Nothing that Baroja has written since is quite on the same level. The series _El Pasado_ ("The Past") gives interesting pictures of provincial life. _Las Inquietudes de Shanti Andia_ ("The Anxieties of Shanti Andia"), a story of Basque seamen which contains a charming picture of a childhood in a seaside village in Guipuzcoa, delightful as it is to read, is too muddled in romantic claptrap to add much to his fame. _El Mundo es Asi_ ("The World is Like That") expresses, rather lamely it seems to me, the meditations of a disenchanted revolutionist. The latest series, _Memorias de un Hombre de Accion_, a series of yarns about the revolutionary period in Spain at the beginning of the nineteenth century, though entertaining, is more an attempt to escape in a jolly romantic past the realities of the morose present than anything else. _Cesar o Nada_, translated into English under the title of "Aut Caesar aut Nullus" is also less acid and less effective than his earlier novels. That is probably why it was chosen for translation into English.
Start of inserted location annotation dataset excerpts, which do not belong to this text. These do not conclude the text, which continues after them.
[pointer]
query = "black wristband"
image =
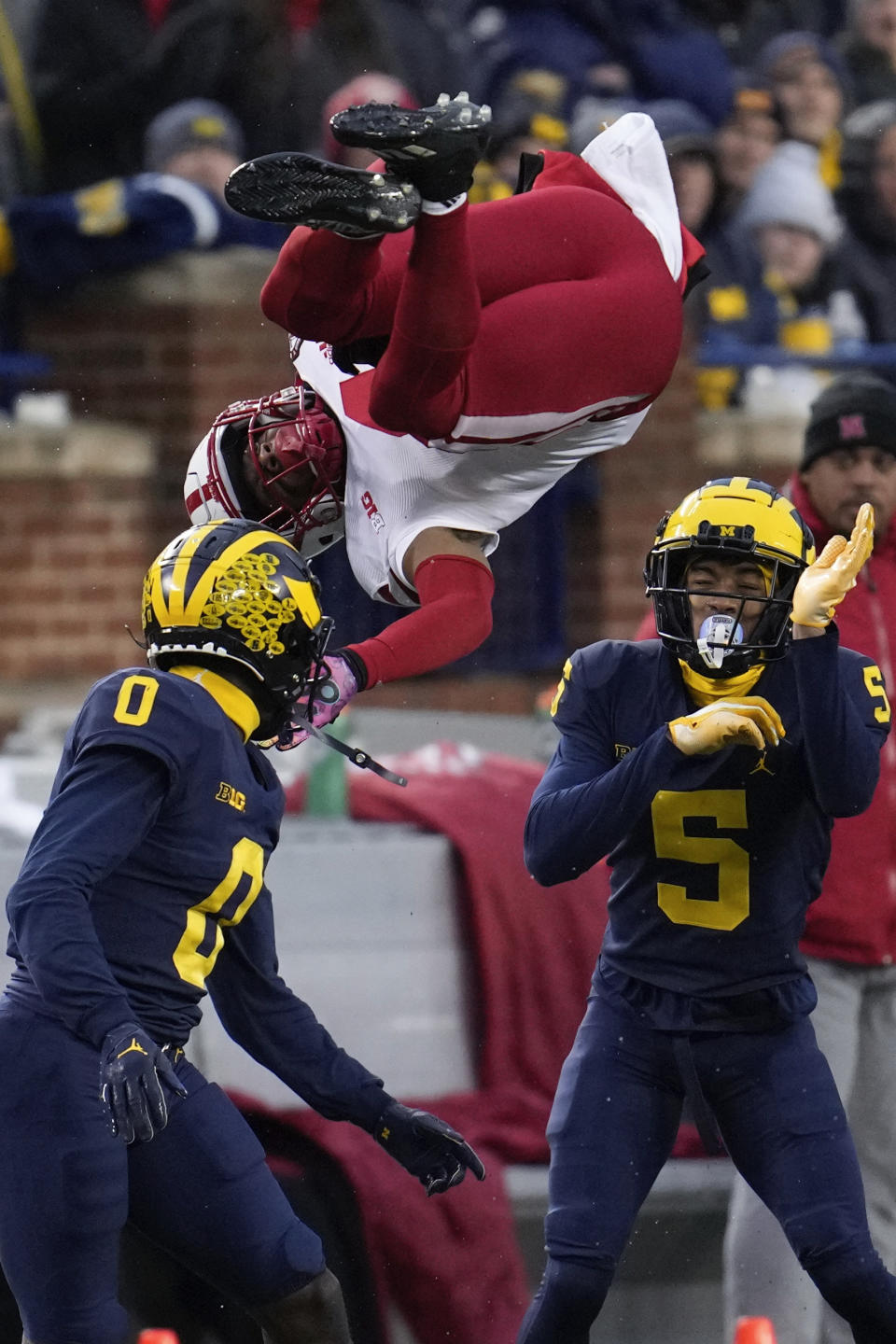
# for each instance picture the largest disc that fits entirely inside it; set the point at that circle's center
(357, 665)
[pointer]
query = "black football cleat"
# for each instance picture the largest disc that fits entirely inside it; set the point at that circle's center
(292, 189)
(436, 148)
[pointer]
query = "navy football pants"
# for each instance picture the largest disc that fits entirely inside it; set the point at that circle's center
(201, 1190)
(613, 1126)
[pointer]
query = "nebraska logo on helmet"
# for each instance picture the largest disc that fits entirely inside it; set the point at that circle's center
(278, 460)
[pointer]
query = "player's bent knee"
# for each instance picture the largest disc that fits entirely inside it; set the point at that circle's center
(314, 1315)
(101, 1324)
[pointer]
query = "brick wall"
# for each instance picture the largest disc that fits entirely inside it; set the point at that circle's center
(74, 546)
(165, 348)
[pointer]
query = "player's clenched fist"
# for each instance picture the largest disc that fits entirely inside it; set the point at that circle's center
(826, 582)
(751, 722)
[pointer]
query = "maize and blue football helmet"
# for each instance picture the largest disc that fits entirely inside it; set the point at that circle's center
(736, 519)
(238, 597)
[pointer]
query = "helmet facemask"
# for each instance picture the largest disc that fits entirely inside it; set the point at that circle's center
(736, 522)
(296, 452)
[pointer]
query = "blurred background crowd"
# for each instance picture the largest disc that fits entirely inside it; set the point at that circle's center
(119, 121)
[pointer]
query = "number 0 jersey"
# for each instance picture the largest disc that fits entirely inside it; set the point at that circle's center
(715, 858)
(146, 879)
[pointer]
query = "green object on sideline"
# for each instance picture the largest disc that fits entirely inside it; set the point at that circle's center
(327, 791)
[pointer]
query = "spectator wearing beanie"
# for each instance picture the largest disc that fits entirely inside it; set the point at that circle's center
(867, 198)
(195, 139)
(49, 242)
(812, 89)
(849, 941)
(783, 287)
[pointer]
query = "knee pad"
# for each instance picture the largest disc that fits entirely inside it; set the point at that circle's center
(571, 1295)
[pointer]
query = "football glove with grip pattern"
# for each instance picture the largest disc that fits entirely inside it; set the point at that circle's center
(337, 684)
(426, 1147)
(133, 1074)
(749, 721)
(825, 583)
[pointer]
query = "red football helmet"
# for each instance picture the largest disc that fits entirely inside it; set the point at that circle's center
(278, 460)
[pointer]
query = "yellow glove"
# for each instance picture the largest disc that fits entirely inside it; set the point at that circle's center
(749, 722)
(829, 580)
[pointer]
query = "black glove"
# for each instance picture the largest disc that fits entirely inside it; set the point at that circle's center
(132, 1072)
(426, 1147)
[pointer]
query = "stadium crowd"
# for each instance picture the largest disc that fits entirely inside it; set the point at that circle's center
(121, 119)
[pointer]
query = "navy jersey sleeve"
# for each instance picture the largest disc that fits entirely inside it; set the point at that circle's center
(106, 804)
(131, 741)
(846, 718)
(586, 801)
(277, 1029)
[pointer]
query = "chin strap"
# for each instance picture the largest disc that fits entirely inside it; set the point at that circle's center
(360, 758)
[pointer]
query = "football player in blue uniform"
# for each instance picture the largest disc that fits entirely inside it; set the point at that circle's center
(143, 889)
(707, 766)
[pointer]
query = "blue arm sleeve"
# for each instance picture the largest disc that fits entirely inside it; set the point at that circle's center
(277, 1029)
(586, 801)
(841, 734)
(105, 806)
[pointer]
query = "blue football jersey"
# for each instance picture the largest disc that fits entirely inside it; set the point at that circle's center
(715, 858)
(192, 868)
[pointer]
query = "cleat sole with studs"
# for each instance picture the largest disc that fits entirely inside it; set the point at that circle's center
(414, 133)
(294, 189)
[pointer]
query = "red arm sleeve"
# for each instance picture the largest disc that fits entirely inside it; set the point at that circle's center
(455, 619)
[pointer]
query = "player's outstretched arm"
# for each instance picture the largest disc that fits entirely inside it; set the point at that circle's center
(455, 617)
(825, 583)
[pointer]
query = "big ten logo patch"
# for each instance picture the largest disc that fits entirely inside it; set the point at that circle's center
(369, 504)
(227, 793)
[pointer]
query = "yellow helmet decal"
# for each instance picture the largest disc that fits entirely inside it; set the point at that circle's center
(730, 509)
(238, 589)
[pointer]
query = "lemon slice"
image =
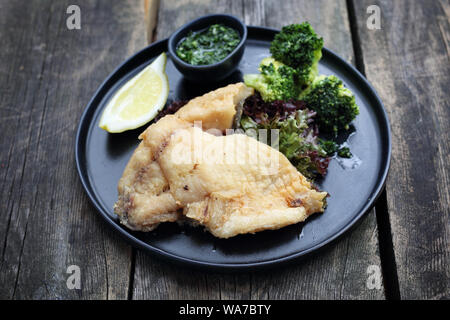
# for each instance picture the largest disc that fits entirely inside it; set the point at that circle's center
(139, 100)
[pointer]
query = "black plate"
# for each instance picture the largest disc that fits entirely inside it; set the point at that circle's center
(101, 158)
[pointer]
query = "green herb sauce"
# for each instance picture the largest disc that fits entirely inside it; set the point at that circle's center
(208, 46)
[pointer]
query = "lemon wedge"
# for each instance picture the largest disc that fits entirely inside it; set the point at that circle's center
(139, 100)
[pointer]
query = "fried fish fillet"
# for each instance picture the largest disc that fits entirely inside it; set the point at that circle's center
(230, 184)
(144, 199)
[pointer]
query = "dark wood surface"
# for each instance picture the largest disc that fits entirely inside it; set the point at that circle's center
(48, 73)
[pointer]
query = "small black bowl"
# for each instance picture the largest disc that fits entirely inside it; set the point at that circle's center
(218, 70)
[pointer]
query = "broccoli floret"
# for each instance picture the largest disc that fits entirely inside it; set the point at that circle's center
(335, 105)
(329, 146)
(275, 82)
(298, 46)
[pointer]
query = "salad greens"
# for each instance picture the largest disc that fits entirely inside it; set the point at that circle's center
(335, 105)
(291, 97)
(298, 139)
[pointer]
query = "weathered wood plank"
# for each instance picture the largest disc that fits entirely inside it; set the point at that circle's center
(407, 60)
(47, 75)
(337, 272)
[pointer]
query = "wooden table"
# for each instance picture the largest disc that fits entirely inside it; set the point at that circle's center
(48, 73)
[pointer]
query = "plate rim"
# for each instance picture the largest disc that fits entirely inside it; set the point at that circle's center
(137, 243)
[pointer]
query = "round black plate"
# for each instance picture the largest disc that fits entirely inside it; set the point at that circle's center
(101, 158)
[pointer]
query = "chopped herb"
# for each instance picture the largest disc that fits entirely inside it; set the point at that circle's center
(208, 46)
(344, 152)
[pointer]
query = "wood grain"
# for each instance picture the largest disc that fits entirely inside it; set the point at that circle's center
(47, 75)
(408, 62)
(338, 272)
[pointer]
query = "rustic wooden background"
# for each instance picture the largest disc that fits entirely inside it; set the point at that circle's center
(48, 73)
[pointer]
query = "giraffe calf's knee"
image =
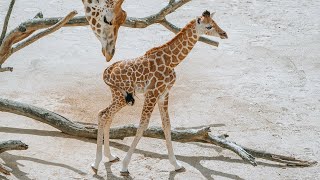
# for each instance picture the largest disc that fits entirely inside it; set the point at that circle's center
(129, 99)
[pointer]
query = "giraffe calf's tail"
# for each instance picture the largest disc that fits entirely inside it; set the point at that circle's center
(129, 99)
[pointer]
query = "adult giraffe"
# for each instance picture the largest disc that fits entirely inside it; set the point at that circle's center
(105, 17)
(152, 74)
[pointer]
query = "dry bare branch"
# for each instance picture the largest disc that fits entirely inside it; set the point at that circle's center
(6, 21)
(44, 33)
(22, 32)
(190, 135)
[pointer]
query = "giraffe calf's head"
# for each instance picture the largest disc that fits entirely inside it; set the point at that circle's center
(206, 25)
(105, 19)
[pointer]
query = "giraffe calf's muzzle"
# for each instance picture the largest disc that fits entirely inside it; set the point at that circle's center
(223, 35)
(107, 55)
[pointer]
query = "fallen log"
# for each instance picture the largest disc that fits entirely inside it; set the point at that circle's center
(190, 135)
(8, 146)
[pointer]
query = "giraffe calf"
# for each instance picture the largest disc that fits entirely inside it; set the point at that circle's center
(152, 74)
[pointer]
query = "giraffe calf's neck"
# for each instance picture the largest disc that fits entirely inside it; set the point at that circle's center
(177, 49)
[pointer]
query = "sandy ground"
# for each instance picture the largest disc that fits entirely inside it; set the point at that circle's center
(261, 86)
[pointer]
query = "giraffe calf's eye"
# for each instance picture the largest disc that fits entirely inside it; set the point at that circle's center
(106, 21)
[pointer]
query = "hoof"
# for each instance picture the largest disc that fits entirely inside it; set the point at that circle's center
(124, 173)
(182, 169)
(94, 169)
(115, 160)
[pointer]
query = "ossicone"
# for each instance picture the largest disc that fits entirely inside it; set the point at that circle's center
(206, 13)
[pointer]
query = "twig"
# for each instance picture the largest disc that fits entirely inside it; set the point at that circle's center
(12, 145)
(8, 146)
(191, 135)
(44, 33)
(6, 69)
(6, 21)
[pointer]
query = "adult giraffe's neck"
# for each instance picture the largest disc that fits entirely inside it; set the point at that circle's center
(177, 49)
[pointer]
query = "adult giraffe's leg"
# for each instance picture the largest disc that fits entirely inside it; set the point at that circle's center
(104, 123)
(149, 103)
(163, 108)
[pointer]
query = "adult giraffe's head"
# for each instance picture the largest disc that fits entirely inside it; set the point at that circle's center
(105, 17)
(206, 25)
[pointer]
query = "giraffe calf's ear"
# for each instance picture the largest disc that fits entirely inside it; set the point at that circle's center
(211, 15)
(198, 20)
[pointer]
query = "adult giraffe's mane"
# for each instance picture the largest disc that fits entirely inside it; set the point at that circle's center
(178, 36)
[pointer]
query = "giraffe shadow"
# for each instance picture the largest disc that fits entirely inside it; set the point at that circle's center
(194, 161)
We know how anxious our publishers are to furnish food easily digestible by weak American stomachs.

It is silly to judge any Spanish novelist from the point of view of form. Improvisation is the very soul of Spanish writing. In thinking back over books of Baroja's one has read, one remembers more descriptions of places and people than anything else. In the end it is rather natural history than dramatic creation. But a natural history that gives you the pictures etched with vitriol of Spanish life in the end of the nineteenth and the beginning of the twentieth century which you get in these novels of Baroja's is very near the highest sort of creation. If we could inject some of the virus of his intense sense of reality into American writers it would be worth giving up all these stale conquests of form we inherited from Poe and O. Henry. The following, again from the preface of _La Dama Errante_, is Baroja's own statement of his aims. And certainly he has realized them.

"Probably a book like _la Dama Errante_ is not of the sort that lives very long; it is not a painting with aspirations towards the museum but an impressionist canvas; perhaps as a work it has too much asperity, is too hard, not serene enough.

"This ephemeral character of my work does not displease me. We are men of the day, people in love with the passing moment, with all that is fugitive and transitory and the lasting quality of our work preoccupies us little, so little that it can hardly be said to preoccupy us at all."